The intimate moment passed, slipping away like water. Honoria Maquisten was laughing again.

“You and your hop pillow! Be off with you, you old villain! I'll be giving you notice one of these days. Carey—go and get me the medicine-glass off the bathroom shelf!”

Carey was glad enough to go. The sooner the sleeping-draught was taken, the sooner this horrible evening would be over.

As she opened the connecting door and switched on the light she could hear Ellen's grumbling voice going away down the room behind her, dwindling to a mutter, ceasing at the sound of the closing door.

The bathroom, which lay between Cousin Honoria's bedroom and the one occupied by Magda Brayle, connected with each. There was also a door to the passage. With the exception of these doors, which were painted to match, the walls were covered with pale green tiles with a pattern of storks and waterlillies let in among them. There was a green bath, and a green hand-basin with a shelf over it. And right in the middle a medicine-glass rather more than half full of cloudy water.

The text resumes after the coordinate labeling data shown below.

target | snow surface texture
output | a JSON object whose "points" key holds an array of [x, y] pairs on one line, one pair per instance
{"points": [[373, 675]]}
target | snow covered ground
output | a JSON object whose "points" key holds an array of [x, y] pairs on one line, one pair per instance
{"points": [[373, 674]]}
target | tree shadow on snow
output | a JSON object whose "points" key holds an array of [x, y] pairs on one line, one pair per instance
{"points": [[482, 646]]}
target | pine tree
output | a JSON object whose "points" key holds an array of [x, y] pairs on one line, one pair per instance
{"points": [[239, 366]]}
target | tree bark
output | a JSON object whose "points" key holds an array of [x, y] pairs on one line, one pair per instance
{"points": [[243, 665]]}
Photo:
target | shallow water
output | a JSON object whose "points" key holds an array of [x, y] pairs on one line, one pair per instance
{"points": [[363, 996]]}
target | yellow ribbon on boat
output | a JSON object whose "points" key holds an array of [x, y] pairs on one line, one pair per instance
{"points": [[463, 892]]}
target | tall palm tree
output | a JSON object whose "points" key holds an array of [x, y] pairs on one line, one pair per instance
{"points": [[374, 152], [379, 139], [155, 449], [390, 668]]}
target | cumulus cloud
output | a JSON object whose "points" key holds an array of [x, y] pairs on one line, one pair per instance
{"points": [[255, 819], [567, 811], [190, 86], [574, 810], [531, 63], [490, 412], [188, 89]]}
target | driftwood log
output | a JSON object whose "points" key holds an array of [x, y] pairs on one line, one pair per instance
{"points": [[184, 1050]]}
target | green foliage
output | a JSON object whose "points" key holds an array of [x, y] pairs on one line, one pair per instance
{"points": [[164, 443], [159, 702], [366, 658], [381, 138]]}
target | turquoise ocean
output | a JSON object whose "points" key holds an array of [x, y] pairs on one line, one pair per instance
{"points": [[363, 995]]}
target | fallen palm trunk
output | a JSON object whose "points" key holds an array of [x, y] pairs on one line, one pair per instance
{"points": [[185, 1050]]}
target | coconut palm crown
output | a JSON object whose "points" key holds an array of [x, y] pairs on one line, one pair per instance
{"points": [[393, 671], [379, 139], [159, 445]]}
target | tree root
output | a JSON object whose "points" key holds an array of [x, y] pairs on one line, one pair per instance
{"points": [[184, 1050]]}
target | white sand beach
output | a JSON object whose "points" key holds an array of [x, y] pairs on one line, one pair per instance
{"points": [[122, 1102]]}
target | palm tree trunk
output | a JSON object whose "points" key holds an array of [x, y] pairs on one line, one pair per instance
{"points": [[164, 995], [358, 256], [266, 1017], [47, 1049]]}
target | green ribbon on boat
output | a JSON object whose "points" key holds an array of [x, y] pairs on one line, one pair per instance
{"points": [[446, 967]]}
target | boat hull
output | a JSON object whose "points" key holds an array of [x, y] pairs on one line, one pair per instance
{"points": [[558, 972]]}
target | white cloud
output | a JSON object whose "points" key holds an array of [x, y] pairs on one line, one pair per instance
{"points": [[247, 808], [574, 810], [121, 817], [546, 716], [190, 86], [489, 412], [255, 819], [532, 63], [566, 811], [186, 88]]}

Carey picked up the glass and came back into the room, clicking out the light and shutting the door behind her. Mrs. Andrews had been fussy about lights, so that she was very well trained.

“There's a flask on the table by my bed,” Honoria Maquisten called over her shoulder. “Bring it here! I'll put in the brandy myself for a change—Magda scrimps it. And now take the glass over to Honor, and scc that she puts in a lump of sugar as well as the coffee and milk! And bring a spoon!”